Kwadratische verbanden > Kwadratische verbanden
12345Kwadratische verbanden

Voorbeeld 3

De formule `y_1 = 0,5(x - 1)^2 - 1` beschrijft een kwadratisch verband, de formule `y_2 = 2x + 3` een lineair verband. Bij de eerste formule hoort een parabool als grafiek, bij de tweede een rechte lijn.
Je wilt de vergelijking `0,5(x - 1)^2 - 1 = 2x + 3` oplossen. Hoe doe je dat?

> antwoord

Je tekent beide grafieken in één assenstelsel. Maak een tabel.

Je ziet duidelijk een snijpunt, namelijk `(text(-)1, 1)` .
Je kunt zien dat er waarschijnlijk nog een snijpunt is. Dus moet je de grafieken uitbreiden. Je breidt daartoe eerst je tabel uit.

Ga zelf na dat het andere snijpunt `(7, 17)` is. Dat kun je doen door de grafiek uit te breiden, maar ook door het snijpunt in beide vergelijkingen in te vullen.
De gevraagde vergelijking heeft twee oplossingen, namelijk `x = text(-)1` en `x = 7` . Beide waarden voor `x` maken de vergelijking kloppend.

Opgave 9

Bekijk in Voorbeeld 3 hoe de vergelijking `0,5(x - 1)^2 - 1 = 2x + 3` wordt opgelost.

a

Maak een tabel zoals deze en teken zelf de grafiek van `y_1` . Teken ook de rechte lijn die de grafiek van `y_2` voorstelt in je figuur.

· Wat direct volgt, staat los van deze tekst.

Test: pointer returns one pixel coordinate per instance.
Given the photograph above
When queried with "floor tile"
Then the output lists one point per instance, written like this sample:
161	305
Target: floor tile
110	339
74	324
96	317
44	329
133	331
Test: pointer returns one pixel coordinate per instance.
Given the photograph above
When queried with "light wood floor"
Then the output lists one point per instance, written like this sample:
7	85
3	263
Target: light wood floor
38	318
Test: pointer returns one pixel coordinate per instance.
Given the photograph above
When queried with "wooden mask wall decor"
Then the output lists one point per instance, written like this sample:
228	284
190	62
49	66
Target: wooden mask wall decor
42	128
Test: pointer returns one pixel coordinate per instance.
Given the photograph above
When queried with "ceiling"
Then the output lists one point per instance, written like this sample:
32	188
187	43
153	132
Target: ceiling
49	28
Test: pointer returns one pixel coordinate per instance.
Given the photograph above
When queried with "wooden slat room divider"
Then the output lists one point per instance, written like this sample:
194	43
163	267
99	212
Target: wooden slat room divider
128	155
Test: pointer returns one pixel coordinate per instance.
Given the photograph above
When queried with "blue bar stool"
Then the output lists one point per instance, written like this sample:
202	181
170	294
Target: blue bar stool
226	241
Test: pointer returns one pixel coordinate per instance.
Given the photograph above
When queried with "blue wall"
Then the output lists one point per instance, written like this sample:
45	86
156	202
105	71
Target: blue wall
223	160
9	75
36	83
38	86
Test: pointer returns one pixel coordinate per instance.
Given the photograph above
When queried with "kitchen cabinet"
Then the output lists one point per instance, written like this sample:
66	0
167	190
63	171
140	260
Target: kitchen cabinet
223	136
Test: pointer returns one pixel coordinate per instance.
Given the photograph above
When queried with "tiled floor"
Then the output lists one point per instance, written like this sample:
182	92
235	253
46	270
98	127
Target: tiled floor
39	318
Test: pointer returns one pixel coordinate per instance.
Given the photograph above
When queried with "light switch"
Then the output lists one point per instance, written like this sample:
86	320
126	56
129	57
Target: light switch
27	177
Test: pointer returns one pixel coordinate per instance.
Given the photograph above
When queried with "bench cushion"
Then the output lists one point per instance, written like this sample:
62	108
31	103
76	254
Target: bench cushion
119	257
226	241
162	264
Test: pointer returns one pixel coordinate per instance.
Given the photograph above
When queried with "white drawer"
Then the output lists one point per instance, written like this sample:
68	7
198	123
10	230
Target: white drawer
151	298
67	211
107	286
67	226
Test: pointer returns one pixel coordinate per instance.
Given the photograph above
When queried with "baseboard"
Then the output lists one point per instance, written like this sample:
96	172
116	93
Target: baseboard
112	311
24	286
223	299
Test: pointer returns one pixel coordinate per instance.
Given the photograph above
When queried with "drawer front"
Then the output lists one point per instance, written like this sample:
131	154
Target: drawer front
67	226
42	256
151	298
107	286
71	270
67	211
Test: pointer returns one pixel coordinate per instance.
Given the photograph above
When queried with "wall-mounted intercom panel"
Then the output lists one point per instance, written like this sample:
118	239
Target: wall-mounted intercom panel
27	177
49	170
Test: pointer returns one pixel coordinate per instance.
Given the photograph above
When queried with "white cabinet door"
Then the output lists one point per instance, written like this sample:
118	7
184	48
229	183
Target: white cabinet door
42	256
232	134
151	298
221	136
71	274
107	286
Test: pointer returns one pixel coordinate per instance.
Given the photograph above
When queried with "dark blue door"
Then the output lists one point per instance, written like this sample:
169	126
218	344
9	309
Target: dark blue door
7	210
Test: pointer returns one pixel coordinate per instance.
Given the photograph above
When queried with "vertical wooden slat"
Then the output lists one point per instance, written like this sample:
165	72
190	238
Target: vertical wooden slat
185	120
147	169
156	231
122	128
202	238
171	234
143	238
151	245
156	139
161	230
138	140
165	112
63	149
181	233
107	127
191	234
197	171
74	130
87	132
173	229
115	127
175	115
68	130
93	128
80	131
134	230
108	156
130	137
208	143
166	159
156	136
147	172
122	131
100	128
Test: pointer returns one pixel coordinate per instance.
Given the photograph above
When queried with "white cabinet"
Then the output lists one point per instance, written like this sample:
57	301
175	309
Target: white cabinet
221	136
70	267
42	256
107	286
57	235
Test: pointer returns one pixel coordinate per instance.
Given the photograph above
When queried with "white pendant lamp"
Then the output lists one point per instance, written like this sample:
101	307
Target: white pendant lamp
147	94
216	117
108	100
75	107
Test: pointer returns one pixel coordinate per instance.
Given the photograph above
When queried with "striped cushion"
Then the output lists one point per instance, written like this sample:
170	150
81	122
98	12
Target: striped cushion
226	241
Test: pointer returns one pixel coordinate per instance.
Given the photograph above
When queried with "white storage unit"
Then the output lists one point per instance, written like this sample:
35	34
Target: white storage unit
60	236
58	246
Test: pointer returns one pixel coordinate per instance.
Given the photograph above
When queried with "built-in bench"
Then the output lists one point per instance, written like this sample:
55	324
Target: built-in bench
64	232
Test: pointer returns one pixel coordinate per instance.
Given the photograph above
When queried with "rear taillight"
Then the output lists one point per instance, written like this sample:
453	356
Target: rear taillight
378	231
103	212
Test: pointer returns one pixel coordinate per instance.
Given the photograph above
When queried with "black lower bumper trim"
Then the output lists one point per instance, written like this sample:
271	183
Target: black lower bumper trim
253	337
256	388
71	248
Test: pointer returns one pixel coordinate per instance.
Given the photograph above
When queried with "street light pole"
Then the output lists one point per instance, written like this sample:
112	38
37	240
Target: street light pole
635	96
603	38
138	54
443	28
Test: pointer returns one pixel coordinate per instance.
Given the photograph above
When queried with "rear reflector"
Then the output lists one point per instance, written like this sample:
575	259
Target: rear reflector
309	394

`x` `text(-)4` `text(-)3` `text(-)2` `text(-)1` `0` `1` `2` `3` `4`
`y_1`
b

Breid de tabel en de grafiek uit totdat je ook het tweede snijpunt ziet.

c

Je hebt nu gezien dat de gegeven vergelijking twee oplossingen heeft. Laat zien dat beide oplossingen de vergelijking waar maken.

Opgave 10

Je wilt de vergelijking `x^2 = 5 - x` oplossen.

a

Teken de bijpassende grafiek en ga na, dat er twee snijpunten zijn.

b

Lees uit de grafiek de twee snijpunten af, op één decimaal nauwkeurig. Welke oplossingen heeft de vergelijking?

c

Waarom kun je nu je antwoord niet precies controleren?